At WXII-12 in Winston-Salem, North Carolina, the newsroom has been rethinking the way it delivers news to viewers on air, now that so many are consuming content on smartphones.
“The biggest change I would say from when I started in 2000 is the ability of people to get news and information now; it comes so quickly it’s just so much easier for people,” said Executive Producer Brian Neal.
Instead of teasing news stories throughout the day, the challenge has now become to keep the newsworthiness of stories alive until the show is aired. The stories on WXII are also much shorter on average, as news managers believe many viewers are quick to lose interest in longer pieces. Reporters have had to adjust.
“It’s changed a lot, I was used to doing packages when I started out in Miami, but here at WXII, it’s kind of a different format where everything is really condensed and everything is in a VOSOT-style — whether that’s a live or look-live VOSOT,” said reporter David Jeannot.
The upside for viewers is getting news in a way that’s conveniently fast-paced; however, with the brief stories some things may be lost.

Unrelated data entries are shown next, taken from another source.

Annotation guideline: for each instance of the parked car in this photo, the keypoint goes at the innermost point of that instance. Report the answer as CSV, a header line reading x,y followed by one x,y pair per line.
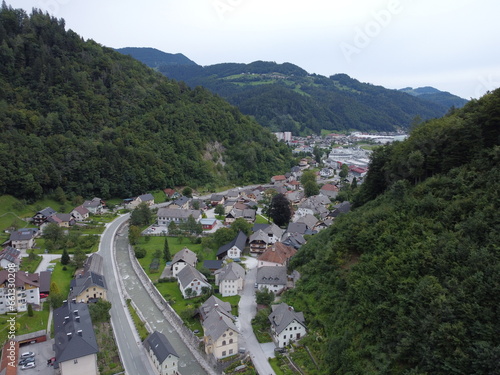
x,y
26,360
27,354
28,365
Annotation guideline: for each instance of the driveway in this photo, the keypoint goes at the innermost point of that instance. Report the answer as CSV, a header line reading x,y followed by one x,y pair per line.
x,y
43,352
247,310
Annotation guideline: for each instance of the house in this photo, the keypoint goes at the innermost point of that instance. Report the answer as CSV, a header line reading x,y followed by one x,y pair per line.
x,y
272,278
148,199
216,199
88,287
208,224
230,279
177,215
171,193
182,259
309,220
192,282
213,265
263,236
10,258
62,220
23,239
329,190
75,343
25,291
80,213
94,206
287,325
277,254
277,179
233,249
43,215
162,354
214,303
220,335
181,202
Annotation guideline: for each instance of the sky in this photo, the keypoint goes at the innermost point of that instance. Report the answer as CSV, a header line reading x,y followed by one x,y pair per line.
x,y
452,45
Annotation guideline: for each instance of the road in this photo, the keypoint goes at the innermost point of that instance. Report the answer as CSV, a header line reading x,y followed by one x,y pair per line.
x,y
247,310
132,353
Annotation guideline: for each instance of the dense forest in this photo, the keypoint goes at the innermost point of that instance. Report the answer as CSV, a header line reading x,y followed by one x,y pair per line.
x,y
77,115
409,281
284,97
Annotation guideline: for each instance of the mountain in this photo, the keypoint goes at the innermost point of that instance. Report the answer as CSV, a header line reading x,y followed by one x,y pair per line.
x,y
92,121
433,95
284,97
409,281
155,58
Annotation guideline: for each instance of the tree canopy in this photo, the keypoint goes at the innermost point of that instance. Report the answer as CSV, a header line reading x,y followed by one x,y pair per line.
x,y
86,120
409,281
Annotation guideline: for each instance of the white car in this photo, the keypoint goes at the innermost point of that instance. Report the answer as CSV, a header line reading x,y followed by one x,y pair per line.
x,y
28,365
27,354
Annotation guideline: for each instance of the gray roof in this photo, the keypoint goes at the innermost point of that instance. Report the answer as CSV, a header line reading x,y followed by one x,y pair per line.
x,y
73,332
185,255
283,315
212,264
94,264
84,281
146,197
47,212
188,274
178,213
160,346
272,275
214,303
23,234
232,271
239,241
216,324
10,254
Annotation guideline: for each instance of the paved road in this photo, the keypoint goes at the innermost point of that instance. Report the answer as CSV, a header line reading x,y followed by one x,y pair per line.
x,y
131,351
247,311
188,365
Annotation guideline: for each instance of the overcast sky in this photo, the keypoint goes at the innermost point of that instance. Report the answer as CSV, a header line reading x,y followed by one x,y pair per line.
x,y
452,45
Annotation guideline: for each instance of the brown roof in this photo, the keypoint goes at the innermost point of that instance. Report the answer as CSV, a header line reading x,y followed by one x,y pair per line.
x,y
277,253
329,187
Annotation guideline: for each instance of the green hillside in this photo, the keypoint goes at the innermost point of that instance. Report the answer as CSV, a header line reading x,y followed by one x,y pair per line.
x,y
284,97
409,282
86,118
155,58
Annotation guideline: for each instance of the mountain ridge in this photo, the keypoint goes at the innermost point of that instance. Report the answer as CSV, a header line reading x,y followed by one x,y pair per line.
x,y
285,97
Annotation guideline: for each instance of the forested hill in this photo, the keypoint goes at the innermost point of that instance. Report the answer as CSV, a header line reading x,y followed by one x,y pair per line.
x,y
409,282
93,121
284,97
154,58
435,96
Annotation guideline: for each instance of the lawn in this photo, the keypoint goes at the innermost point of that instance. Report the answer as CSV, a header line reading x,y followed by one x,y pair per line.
x,y
25,323
62,277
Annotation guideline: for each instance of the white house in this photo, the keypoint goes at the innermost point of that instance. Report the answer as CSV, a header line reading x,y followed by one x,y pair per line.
x,y
233,249
191,282
230,279
272,278
181,259
162,354
287,325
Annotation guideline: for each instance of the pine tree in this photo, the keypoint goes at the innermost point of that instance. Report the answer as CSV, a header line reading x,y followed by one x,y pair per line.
x,y
166,251
65,259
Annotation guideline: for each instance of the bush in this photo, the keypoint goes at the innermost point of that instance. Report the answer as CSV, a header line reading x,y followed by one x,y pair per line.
x,y
140,252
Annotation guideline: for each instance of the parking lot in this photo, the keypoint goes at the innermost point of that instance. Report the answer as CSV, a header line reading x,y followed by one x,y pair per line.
x,y
43,352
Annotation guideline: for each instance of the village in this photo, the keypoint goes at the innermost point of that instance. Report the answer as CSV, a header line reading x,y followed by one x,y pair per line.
x,y
267,250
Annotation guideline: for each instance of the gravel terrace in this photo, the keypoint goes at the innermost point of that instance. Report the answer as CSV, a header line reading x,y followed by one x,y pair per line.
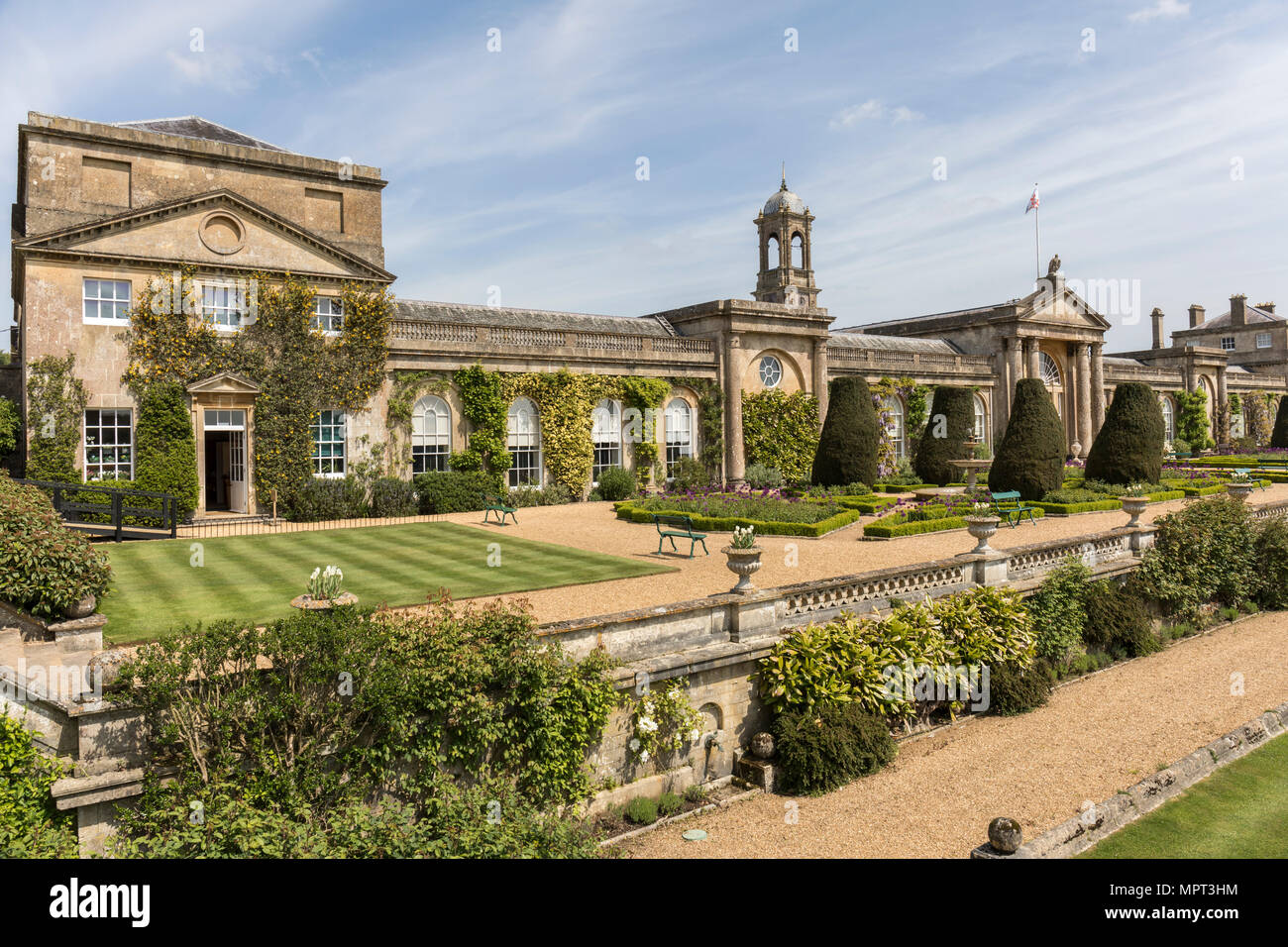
x,y
1095,737
845,552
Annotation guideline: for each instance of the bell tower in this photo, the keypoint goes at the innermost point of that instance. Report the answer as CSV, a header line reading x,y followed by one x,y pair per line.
x,y
786,265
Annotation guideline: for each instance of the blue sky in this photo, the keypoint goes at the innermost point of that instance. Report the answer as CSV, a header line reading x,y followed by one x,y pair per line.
x,y
1162,153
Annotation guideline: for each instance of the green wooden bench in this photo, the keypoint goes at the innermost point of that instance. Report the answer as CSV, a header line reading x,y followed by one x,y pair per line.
x,y
670,527
1247,472
493,504
1008,506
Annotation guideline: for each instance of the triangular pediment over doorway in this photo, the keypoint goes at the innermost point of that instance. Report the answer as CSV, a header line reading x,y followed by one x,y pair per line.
x,y
224,382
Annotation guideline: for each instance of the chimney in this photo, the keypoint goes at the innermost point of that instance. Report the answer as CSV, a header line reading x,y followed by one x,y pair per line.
x,y
1237,311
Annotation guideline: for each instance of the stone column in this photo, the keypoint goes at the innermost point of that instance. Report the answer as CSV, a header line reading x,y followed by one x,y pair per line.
x,y
734,459
820,377
1083,421
1098,386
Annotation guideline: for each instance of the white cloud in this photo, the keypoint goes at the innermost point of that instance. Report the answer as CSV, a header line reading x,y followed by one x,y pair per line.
x,y
1163,9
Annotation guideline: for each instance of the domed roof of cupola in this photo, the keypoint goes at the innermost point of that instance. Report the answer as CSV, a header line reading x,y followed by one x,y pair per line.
x,y
785,200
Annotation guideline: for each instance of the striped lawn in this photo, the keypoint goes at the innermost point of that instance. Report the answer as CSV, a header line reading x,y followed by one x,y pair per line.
x,y
156,587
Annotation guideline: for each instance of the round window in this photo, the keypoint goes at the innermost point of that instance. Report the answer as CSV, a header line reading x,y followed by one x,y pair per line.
x,y
771,371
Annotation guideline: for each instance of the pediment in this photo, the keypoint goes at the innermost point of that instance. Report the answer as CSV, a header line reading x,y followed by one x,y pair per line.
x,y
224,382
215,230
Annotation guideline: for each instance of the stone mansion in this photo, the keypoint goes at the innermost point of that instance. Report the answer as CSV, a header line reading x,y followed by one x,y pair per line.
x,y
102,208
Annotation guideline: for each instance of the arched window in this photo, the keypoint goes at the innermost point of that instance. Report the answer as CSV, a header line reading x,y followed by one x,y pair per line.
x,y
430,434
679,433
606,434
1168,416
523,441
893,407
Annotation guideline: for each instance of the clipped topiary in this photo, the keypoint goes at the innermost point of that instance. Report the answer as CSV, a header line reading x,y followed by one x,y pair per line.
x,y
166,449
951,423
1279,438
1030,458
848,446
1129,445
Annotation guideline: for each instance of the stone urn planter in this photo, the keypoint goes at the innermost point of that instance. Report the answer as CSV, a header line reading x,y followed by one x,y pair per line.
x,y
1133,506
983,530
1239,491
743,564
317,604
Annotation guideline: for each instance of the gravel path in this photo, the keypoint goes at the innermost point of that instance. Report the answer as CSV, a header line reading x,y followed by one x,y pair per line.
x,y
592,526
1095,737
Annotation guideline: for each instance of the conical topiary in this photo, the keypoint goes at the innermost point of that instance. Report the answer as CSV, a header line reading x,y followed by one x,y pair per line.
x,y
1279,438
848,446
1129,445
1030,458
949,424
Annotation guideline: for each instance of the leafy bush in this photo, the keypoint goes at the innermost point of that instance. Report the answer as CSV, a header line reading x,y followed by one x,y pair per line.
x,y
642,810
455,491
165,446
760,476
327,497
824,748
1030,458
30,825
1129,445
848,446
391,496
1059,609
951,424
616,483
1117,622
44,566
1014,688
1202,553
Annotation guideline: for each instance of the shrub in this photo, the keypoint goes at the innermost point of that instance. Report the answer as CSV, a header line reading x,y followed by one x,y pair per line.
x,y
824,748
391,496
642,810
848,446
455,491
1271,556
1129,445
1202,553
44,566
1279,436
690,474
1030,458
165,446
1117,622
327,497
30,825
760,476
616,483
670,804
951,423
1014,688
1059,609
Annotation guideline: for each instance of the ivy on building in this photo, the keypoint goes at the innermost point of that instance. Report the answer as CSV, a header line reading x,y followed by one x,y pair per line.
x,y
55,410
781,431
297,368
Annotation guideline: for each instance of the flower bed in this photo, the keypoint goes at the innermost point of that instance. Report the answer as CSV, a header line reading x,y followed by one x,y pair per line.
x,y
768,512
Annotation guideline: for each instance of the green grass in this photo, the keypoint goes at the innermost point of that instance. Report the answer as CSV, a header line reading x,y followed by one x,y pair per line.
x,y
155,589
1237,812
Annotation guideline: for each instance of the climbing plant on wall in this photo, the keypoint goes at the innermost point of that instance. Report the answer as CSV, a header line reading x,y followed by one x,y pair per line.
x,y
55,410
781,431
297,368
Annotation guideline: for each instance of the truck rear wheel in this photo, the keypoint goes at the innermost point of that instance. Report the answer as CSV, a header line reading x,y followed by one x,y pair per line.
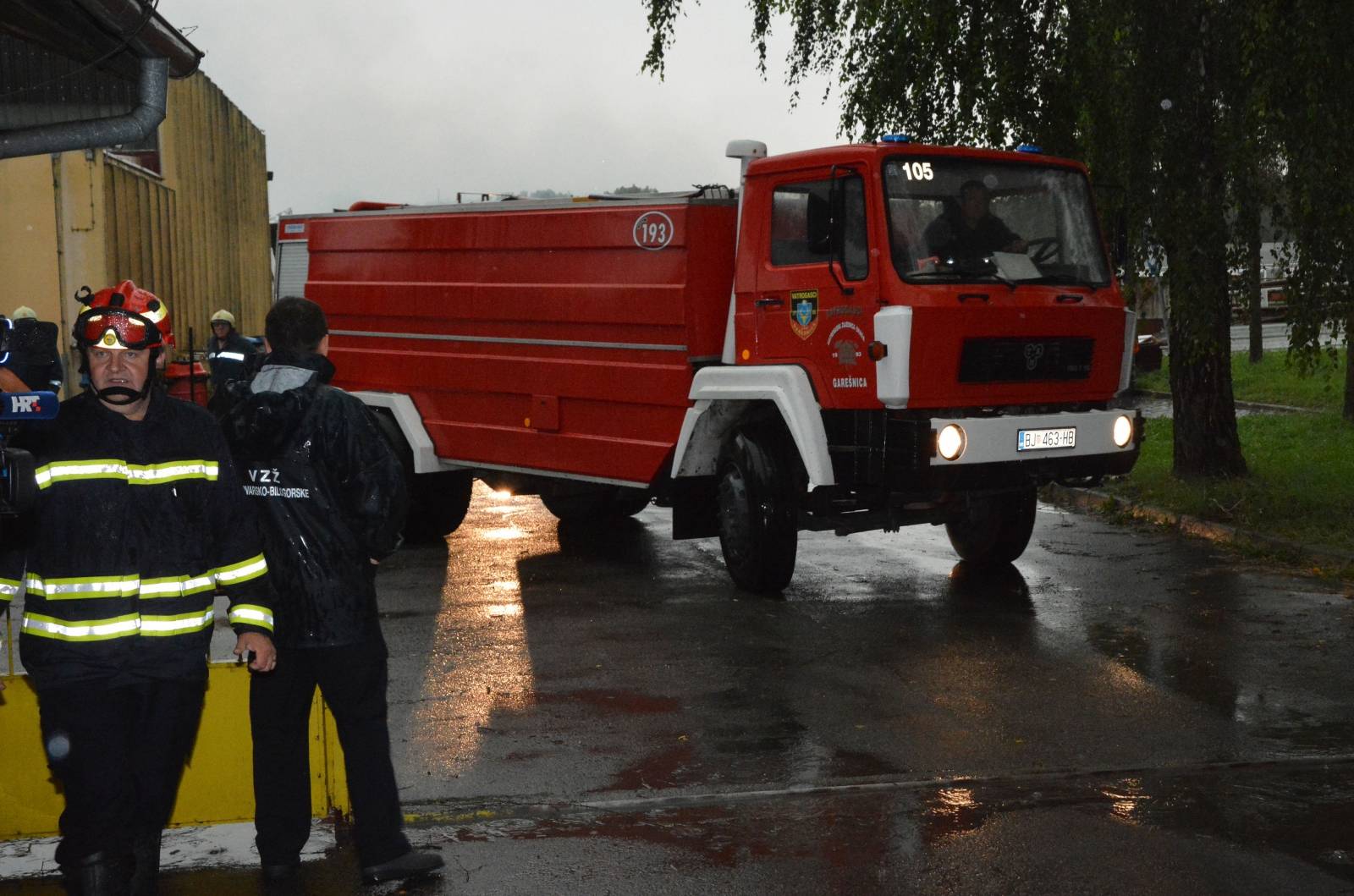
x,y
994,530
438,503
607,503
758,525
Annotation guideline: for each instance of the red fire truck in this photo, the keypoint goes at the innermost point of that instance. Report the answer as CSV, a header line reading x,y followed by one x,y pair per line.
x,y
860,338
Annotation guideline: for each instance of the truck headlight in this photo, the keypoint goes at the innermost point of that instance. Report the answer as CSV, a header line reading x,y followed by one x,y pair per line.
x,y
949,442
1123,431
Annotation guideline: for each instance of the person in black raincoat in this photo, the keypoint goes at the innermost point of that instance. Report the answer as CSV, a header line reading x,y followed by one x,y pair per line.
x,y
335,500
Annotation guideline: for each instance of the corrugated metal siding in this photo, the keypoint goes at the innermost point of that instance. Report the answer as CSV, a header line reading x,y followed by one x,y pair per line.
x,y
293,268
221,232
200,236
140,239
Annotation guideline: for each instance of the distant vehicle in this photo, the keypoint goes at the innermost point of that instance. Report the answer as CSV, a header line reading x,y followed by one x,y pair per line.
x,y
805,355
1273,300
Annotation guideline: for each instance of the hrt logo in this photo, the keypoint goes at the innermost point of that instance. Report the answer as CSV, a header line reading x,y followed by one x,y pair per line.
x,y
25,404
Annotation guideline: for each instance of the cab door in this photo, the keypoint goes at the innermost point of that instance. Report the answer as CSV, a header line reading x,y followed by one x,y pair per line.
x,y
818,283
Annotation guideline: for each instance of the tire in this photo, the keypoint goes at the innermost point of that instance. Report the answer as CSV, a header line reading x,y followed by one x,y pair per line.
x,y
994,530
758,523
600,505
438,503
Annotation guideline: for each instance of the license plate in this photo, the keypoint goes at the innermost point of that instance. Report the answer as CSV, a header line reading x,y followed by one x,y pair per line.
x,y
1042,439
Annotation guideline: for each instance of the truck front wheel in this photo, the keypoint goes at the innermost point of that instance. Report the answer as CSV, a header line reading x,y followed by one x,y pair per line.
x,y
994,530
758,525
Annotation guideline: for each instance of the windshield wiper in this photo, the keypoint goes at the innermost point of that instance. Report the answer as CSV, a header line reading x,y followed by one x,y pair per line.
x,y
1070,279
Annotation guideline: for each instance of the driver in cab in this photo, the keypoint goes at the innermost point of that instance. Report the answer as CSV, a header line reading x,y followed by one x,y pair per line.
x,y
970,229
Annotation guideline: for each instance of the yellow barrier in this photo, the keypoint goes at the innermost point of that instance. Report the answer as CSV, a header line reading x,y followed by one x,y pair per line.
x,y
217,787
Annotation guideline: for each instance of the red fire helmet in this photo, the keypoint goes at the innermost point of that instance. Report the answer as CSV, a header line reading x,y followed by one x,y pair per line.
x,y
124,317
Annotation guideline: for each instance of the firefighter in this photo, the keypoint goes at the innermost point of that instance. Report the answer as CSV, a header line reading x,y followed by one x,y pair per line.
x,y
139,520
333,498
229,356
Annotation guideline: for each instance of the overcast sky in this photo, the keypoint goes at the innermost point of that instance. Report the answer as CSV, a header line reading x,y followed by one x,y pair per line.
x,y
413,101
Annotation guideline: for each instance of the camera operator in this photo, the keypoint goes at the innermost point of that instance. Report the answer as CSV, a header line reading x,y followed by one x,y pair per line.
x,y
140,517
34,356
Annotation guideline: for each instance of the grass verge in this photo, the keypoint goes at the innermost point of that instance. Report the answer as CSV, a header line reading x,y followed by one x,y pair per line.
x,y
1300,487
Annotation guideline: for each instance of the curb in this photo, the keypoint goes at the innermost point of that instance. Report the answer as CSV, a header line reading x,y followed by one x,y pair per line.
x,y
1100,503
1276,409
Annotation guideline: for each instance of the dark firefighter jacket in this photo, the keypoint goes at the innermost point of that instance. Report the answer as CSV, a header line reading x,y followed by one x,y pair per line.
x,y
135,524
229,359
333,497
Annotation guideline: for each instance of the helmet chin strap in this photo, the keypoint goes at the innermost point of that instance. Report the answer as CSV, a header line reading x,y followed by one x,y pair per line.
x,y
121,394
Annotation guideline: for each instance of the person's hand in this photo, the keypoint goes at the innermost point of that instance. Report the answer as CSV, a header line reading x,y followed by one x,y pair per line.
x,y
264,654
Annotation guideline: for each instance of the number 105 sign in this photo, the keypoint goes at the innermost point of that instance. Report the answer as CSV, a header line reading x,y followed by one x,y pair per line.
x,y
653,230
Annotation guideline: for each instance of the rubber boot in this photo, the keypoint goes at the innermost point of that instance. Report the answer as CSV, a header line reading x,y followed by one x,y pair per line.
x,y
98,875
146,879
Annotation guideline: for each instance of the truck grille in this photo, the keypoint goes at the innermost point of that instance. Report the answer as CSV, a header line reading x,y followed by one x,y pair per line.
x,y
1015,360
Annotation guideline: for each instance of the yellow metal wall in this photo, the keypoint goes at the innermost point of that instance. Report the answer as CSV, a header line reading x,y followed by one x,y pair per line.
x,y
29,236
216,162
196,234
217,787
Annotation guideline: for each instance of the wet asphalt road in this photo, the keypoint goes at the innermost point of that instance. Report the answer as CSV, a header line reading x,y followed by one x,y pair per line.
x,y
602,712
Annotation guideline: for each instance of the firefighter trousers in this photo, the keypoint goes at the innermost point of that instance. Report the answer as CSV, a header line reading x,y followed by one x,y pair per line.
x,y
352,681
119,754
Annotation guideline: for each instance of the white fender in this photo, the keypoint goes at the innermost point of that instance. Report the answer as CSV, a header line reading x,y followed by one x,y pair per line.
x,y
722,394
410,424
1126,368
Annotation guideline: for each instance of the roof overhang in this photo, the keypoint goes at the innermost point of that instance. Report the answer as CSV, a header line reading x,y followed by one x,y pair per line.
x,y
114,36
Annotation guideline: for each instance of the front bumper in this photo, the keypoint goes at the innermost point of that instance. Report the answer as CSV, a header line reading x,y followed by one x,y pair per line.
x,y
897,453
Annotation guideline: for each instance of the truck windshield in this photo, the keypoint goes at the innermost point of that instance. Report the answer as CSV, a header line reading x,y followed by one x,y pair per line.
x,y
975,219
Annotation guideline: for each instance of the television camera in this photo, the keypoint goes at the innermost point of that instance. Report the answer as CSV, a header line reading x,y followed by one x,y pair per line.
x,y
20,348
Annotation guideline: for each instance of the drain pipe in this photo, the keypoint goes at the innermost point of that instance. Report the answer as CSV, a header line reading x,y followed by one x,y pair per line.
x,y
98,131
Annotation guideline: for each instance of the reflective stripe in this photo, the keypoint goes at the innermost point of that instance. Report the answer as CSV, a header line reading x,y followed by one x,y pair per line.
x,y
88,631
160,625
243,571
178,585
135,474
252,615
85,586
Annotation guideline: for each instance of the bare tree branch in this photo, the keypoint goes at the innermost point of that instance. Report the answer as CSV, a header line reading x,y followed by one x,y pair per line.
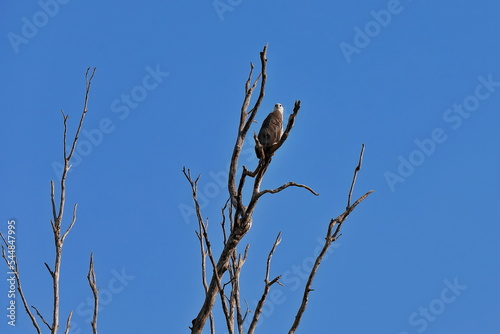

“We’re thinking in the world we live in right now people get things quickly, so we want to give people information quickly,” said Neal. “The risk in that is you’re not giving people a lot of depth, you can tell almost any story in 20-25 seconds, but are you telling a better story?”
With the shorter pieces not being able to deliver all of the details, the station relies on technology. Viewers can use WXII’s social media and websites to get more information as they desire.
“We can use social media so that we can do those 25 second stories and say, ‘Hey, if you want more information on that story, go to our website or our Facebook page, so there is some value in throwing to your other resources’,” said Neal.
Neal also said he does believe that there is value left in putting together longer packages, as long as they are well done, so journalists still need to be able to produce in-depth stories.
This story was contributed by Gabriel Austin, a senior in broadcast journalism at the University of Mississippi.